Category | Source Movie |
---|---|
HAHV | Airplane (4), When Harry Met Sally (5), Hot Shots (9), Love Actually (80) |
LAHV | August Rush (10), Love Actually (13), House of Flying Daggers (18), |
Mr Beans’ Holiday (58) | |
LALV | Gandhi (19), My Girl(20), My Bodyguard (23), The Thin Red Line (138) |
HALV | Silent Hill (30), Prestige (31), Pink Flamingos (34), Black Swan (36) |
2.5. Behavioral Data
PANAS: During the experiments, participants were asked to assess their baseline levels of affect in the PANAS scale. As depicted in Figure 3a, in total 20 questions (10 questions from each of the Positive Affect (PA) and Negative Affect (NA) dimensions) were answered using a 5-point Likert scale with the options ranging from “very slightly or not at all” (1) to “extremely” (5). To see if the participants’ moods generally changed over the course of the experiments, they were asked to answer the PANAS once at the beginning and once again at the end. For the German version of the PANAS questionnaire, the translation of Breyer and Bluemke [58] was used.

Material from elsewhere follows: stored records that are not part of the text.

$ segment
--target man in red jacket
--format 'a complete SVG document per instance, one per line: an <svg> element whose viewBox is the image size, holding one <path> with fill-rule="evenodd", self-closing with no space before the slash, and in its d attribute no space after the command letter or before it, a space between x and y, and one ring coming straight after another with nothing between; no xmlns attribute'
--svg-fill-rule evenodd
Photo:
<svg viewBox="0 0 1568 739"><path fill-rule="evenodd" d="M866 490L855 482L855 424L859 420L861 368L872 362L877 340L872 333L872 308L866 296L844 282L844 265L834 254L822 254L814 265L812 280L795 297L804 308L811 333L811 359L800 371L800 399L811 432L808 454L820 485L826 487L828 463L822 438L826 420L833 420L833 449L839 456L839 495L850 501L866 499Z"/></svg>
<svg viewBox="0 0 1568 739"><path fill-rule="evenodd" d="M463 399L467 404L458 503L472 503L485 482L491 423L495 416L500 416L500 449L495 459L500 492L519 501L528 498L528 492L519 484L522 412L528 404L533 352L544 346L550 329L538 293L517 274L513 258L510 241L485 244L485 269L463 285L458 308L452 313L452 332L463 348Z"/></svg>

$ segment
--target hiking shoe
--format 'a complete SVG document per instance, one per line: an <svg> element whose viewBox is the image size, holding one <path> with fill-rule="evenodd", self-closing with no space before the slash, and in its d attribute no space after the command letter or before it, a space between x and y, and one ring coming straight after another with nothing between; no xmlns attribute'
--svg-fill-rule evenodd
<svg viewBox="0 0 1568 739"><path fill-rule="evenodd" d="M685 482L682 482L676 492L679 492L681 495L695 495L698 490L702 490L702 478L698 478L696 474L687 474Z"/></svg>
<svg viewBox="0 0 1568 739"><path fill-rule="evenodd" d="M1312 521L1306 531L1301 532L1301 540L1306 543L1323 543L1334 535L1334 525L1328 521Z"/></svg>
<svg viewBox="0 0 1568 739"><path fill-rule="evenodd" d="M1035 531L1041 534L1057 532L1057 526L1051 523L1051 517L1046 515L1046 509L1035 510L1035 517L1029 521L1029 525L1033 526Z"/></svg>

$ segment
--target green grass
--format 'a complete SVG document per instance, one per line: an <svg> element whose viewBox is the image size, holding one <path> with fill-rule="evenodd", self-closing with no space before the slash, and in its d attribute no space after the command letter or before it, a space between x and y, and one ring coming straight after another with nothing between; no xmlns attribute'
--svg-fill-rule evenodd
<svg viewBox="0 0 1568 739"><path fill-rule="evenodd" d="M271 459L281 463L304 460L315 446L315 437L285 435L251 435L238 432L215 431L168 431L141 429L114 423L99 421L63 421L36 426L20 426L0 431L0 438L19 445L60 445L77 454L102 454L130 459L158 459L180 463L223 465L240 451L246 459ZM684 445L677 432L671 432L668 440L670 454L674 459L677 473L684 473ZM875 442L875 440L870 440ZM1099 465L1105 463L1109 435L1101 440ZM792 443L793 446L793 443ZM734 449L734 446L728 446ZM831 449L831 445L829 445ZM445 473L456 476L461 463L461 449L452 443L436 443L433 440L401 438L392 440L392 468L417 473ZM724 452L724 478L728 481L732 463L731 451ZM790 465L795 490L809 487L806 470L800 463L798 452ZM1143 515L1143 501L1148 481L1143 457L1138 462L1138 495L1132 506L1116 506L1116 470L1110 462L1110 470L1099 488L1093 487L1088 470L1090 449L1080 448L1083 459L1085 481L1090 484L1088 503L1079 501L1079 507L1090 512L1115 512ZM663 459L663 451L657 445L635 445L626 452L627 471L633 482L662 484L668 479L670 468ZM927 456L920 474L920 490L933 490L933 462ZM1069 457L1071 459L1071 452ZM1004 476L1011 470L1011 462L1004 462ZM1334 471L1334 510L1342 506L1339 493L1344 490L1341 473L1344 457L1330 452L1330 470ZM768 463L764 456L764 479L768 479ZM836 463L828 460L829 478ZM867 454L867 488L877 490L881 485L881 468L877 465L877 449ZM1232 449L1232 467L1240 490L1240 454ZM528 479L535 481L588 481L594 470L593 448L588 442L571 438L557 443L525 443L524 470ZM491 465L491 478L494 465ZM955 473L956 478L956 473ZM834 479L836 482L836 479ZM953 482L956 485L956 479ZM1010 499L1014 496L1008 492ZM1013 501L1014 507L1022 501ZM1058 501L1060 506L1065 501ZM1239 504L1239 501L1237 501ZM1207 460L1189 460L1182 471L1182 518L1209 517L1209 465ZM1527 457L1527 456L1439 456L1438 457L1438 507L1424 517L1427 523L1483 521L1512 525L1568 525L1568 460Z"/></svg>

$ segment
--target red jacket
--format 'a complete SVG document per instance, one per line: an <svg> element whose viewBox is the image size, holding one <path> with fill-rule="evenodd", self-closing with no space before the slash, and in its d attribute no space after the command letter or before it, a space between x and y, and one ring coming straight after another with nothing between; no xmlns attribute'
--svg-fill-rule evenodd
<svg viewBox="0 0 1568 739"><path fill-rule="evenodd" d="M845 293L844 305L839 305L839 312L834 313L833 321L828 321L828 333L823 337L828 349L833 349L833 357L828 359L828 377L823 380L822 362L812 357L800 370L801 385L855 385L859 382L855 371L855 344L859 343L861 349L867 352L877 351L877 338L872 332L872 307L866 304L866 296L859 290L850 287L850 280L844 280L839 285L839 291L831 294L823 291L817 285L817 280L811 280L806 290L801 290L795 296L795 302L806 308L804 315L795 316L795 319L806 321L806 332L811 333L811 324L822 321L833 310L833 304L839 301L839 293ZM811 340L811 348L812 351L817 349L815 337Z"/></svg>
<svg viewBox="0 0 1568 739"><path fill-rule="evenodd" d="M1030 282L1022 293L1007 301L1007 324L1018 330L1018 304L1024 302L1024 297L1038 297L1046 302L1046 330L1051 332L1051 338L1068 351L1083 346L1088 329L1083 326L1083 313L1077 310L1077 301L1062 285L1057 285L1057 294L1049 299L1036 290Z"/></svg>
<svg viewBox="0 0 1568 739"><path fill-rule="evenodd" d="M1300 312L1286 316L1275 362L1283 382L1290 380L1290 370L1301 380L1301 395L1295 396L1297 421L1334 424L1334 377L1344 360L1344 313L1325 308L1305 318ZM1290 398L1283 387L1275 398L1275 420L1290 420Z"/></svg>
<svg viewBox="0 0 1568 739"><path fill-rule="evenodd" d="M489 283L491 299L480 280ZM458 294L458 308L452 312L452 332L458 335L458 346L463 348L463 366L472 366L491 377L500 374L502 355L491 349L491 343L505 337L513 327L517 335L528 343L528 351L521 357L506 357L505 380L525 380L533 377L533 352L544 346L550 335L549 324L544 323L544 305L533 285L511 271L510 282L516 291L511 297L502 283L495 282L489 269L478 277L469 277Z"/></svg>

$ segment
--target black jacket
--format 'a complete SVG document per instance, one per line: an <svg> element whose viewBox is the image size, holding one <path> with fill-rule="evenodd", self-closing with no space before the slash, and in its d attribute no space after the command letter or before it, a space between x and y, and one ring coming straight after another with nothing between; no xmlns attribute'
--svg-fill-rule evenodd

Affect Self-Assessment: The Affective Slider (AS) [59] was used in the experiment to capture participants’ emotional self-assessment after presenting each stimulus, as depicted in the screenshot in Figure 3b (https://github.com/albertobeta/AffectiveSlider (accessed on 20 February 2023)). The AS is a digital self-reporting tool composed of two slider controls for the quick assessment of pleasure and arousal. The two sliders show emoticons at their ends to represent the extreme points of their respective scales, i.e., unhappy/happy for pleasure (valence) and sleepy/wide awake for arousal. For the experiments, AS was designed in a continuous normalized scale with a step size of 0.01 (i.e., a resolution of 100), and the order of the two sliders was randomized each time.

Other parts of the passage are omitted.